Pardon the lengthy post, but I'm really hoping to get opinions and advice on this.
Robert and I BOTH work 40+ hours a week.
I do ALL of the housework.
I cook, then do the dishes (he hates doing dishes). I do the laundry (he hates folding clothes and matching socks), make the bed, dust, vacuum, organize, pay the bills, get the mail, clean the toilets, scrub the showers, etc. etc. etc.
I pretty much leave the dogs to him but even that ends up being 50/50.
I constantly feel like I have to ask him for help. I'll have 5 loads of folded laundry that's ready to be put away and he'll just say "Are you watching tv or can I play xbox for a while?"
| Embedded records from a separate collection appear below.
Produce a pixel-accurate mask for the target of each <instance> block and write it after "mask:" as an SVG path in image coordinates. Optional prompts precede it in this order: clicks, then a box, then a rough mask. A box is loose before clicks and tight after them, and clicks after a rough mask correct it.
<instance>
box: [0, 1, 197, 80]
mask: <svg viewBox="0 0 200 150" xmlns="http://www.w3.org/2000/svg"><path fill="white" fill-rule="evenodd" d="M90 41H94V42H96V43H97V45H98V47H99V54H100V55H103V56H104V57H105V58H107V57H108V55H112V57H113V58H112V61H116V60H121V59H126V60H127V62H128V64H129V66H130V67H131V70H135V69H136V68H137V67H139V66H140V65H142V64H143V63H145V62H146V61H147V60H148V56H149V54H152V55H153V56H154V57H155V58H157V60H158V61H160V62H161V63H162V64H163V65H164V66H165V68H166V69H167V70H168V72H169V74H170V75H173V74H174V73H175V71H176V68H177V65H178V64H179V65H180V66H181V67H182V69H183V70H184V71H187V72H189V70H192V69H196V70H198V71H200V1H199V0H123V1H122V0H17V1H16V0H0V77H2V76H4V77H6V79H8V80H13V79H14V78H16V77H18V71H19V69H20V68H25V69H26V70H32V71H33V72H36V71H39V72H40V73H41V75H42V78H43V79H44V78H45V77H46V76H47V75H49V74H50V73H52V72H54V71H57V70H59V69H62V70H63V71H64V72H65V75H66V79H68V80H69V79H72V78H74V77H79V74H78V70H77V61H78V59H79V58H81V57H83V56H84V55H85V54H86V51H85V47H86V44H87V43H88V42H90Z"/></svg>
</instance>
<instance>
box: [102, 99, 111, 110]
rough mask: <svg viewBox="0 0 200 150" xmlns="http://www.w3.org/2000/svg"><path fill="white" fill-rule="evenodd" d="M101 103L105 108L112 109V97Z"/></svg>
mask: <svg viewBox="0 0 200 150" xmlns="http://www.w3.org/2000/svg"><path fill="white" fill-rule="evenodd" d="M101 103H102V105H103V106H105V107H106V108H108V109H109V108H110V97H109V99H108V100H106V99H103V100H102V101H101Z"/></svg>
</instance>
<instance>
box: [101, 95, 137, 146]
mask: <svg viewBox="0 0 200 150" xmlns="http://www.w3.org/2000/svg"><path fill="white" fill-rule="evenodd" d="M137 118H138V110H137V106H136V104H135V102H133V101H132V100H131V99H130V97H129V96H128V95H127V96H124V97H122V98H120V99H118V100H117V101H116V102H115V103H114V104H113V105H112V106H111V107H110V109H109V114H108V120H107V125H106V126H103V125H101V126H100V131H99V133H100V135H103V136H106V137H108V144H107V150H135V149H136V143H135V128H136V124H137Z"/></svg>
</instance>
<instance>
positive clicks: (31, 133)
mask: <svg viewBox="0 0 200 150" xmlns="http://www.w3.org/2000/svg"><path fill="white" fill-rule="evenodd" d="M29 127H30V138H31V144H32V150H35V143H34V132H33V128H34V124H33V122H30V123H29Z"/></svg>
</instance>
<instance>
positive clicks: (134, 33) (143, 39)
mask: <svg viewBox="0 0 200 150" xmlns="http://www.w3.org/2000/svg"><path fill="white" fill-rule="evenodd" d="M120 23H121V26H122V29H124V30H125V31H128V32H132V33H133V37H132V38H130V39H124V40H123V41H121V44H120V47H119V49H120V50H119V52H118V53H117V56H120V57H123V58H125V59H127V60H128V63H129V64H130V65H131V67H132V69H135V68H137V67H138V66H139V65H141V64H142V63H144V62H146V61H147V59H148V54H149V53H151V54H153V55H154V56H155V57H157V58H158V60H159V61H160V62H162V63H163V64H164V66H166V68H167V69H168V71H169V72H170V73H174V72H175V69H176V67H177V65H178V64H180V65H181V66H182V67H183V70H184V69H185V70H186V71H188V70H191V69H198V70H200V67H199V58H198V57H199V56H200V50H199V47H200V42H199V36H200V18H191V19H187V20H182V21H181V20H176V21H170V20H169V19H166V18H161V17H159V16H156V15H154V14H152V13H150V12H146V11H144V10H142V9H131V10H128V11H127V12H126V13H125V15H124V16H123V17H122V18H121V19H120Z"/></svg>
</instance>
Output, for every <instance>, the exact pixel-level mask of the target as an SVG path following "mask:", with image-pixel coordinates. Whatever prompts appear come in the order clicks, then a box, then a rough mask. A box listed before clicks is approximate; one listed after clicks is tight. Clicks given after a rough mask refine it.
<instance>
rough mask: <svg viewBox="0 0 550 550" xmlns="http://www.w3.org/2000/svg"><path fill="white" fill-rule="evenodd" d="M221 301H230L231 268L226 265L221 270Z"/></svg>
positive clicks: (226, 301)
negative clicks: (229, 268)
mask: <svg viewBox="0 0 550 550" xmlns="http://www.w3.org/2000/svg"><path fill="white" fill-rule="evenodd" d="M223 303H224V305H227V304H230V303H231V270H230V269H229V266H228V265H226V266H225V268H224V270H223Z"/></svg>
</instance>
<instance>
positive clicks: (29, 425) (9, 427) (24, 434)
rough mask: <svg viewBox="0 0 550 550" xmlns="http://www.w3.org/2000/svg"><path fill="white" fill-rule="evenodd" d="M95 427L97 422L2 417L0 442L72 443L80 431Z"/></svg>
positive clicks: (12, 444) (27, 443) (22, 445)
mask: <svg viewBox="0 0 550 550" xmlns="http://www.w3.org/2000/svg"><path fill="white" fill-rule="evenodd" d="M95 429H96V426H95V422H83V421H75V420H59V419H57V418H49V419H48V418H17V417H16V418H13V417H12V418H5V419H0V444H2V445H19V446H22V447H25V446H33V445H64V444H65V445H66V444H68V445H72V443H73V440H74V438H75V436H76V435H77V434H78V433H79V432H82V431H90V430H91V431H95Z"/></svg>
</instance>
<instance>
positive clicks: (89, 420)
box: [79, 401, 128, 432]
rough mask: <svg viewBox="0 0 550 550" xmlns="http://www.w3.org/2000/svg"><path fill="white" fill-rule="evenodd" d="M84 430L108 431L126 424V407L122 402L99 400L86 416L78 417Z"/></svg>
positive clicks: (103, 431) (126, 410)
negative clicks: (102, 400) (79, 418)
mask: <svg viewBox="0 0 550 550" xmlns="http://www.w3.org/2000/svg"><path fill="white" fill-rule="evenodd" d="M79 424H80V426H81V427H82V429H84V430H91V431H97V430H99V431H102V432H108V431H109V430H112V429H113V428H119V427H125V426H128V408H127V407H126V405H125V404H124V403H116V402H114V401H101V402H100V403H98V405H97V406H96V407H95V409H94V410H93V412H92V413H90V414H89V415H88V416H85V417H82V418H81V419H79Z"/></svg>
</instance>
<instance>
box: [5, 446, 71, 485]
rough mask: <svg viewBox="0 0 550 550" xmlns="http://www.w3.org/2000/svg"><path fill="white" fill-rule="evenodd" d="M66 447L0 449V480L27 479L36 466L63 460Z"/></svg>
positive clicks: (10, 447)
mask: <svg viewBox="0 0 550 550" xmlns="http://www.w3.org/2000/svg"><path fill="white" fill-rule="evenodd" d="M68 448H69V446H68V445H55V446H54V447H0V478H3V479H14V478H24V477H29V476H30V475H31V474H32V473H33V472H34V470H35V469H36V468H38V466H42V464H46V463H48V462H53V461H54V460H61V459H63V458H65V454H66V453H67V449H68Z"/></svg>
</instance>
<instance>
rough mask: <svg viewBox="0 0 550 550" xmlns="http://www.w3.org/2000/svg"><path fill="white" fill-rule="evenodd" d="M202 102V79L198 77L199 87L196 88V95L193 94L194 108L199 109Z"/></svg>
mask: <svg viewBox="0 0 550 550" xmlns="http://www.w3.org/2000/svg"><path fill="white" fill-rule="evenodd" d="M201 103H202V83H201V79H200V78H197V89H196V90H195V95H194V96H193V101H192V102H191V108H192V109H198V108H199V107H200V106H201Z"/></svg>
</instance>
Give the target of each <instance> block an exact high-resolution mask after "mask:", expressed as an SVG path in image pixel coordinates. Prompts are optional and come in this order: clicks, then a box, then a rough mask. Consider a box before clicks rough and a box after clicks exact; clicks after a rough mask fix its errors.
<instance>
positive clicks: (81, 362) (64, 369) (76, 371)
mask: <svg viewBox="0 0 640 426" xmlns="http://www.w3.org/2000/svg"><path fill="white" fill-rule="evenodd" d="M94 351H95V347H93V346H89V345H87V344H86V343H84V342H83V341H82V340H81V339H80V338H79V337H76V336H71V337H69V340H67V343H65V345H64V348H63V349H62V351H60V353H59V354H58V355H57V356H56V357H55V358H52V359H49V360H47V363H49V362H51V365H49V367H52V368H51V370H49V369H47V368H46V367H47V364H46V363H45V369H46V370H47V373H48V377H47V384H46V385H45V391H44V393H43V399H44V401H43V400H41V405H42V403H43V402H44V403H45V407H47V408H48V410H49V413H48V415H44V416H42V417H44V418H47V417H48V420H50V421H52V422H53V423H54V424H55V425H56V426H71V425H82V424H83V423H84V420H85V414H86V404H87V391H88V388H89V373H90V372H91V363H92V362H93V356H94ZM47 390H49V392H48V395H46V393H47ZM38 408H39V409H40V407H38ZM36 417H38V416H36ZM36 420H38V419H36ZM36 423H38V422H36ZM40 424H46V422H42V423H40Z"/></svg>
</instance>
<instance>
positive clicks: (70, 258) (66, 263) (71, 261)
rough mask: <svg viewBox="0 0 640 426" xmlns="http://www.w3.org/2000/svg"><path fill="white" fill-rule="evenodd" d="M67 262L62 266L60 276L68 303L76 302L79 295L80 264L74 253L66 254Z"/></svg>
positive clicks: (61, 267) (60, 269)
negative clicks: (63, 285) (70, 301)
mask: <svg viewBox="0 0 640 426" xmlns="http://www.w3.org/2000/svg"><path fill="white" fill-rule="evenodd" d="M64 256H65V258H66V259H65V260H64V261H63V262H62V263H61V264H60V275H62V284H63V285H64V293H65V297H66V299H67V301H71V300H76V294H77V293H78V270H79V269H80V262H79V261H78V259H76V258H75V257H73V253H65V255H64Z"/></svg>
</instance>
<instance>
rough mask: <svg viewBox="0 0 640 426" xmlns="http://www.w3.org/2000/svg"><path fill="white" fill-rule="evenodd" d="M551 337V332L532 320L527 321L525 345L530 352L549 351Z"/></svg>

If I tell him to put his laundry away first, I feel like his mother. I wake him up for 25 minutes in the morning before he gets out of bed.
Seriously, I love my husband more than life and I know he loves me so much, but I feel like when we're at home, I'm more of a mom than a wife.
I'm not writing this to get sympathy or anything, but more like tips or advice.
Also, when he does help out, he seriously sucks at it. He'll dust with his HAND or the bottom of the shirt he's wearing. He thinks the swiffer is a sufficient vacuum when we're deep cleaning. I just don't want to feel like a nag, but it's really not fair to me. Sometimes I feel like I'm enabling him because I'd rather just do it myself than ask 20 times.
CN: H doesn't do enough around the house and it's starting to make me angry. I DON'T want to be resentful. I know we've only been married a short time and we didn't live together before marriage, but I don't want this to be something that is on going forever. I don't expect miracles either.